Figure 11 displays changes in the relative MDA content of the shoots and roots in the thermotolerant and thermosensitive varieties under HT50 and TIR50. After undergoing TIR50, all seedlings (excluding N22) exhibited reduced MDA content in the seedling cell membranes. Additionally, the relative MDA content in the shoots of the thermotolerant varieties was significantly lower than that in the shoots of the sensitive species N22 but was nonsignificantly different from that of KH145.
Rice seedling screening method
In this study, the HT treatment was employed to screen rice seedlings with basal thermotolerance.

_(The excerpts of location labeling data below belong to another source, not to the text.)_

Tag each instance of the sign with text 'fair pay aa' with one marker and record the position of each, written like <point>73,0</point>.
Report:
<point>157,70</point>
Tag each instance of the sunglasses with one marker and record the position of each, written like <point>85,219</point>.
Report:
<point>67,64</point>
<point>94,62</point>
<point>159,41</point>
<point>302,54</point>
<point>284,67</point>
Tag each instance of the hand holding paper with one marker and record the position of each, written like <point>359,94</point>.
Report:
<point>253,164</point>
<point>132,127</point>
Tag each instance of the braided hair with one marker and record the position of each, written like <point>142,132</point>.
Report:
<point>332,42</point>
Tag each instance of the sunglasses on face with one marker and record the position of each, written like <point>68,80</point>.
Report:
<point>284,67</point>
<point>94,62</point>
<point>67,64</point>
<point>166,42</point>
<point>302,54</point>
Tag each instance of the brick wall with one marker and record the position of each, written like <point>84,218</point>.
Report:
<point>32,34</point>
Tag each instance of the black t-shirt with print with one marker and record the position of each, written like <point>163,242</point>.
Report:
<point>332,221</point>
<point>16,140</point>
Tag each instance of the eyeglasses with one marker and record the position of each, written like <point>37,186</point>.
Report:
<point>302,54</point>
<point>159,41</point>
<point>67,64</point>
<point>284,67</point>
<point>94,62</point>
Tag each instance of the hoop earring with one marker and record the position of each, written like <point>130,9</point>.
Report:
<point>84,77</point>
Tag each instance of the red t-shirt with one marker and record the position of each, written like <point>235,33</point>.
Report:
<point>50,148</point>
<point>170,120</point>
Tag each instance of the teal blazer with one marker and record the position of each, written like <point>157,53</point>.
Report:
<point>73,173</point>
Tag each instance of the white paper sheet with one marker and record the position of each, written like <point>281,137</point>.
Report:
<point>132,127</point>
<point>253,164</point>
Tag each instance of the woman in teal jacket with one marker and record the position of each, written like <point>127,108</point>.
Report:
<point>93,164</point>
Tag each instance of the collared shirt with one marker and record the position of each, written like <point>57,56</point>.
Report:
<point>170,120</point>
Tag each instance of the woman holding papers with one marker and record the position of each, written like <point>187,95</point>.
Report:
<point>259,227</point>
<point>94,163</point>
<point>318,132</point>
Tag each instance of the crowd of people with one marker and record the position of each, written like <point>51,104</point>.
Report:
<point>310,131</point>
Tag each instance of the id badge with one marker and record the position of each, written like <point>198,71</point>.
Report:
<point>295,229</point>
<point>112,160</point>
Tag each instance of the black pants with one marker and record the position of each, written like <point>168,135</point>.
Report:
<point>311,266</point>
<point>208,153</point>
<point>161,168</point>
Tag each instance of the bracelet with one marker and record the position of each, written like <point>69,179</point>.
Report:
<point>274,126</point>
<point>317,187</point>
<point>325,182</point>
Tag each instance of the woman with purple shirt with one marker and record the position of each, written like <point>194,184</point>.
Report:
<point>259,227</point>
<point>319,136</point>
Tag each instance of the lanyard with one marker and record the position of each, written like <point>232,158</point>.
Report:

Among the three experimental temperatures, the survival rates of the varieties under the HT45 treatment exhibited significant differences and were widely distributed. When the treatment temperature exceeded 48 °C, the plants’ survival and growth were severely inhibited; this reduced the differences in the seedling survival rate and shoot RGR between varieties. Therefore, HT45 was more adequate for evaluating the survival rate of rice seedlings because of the greater differences observed between varieties.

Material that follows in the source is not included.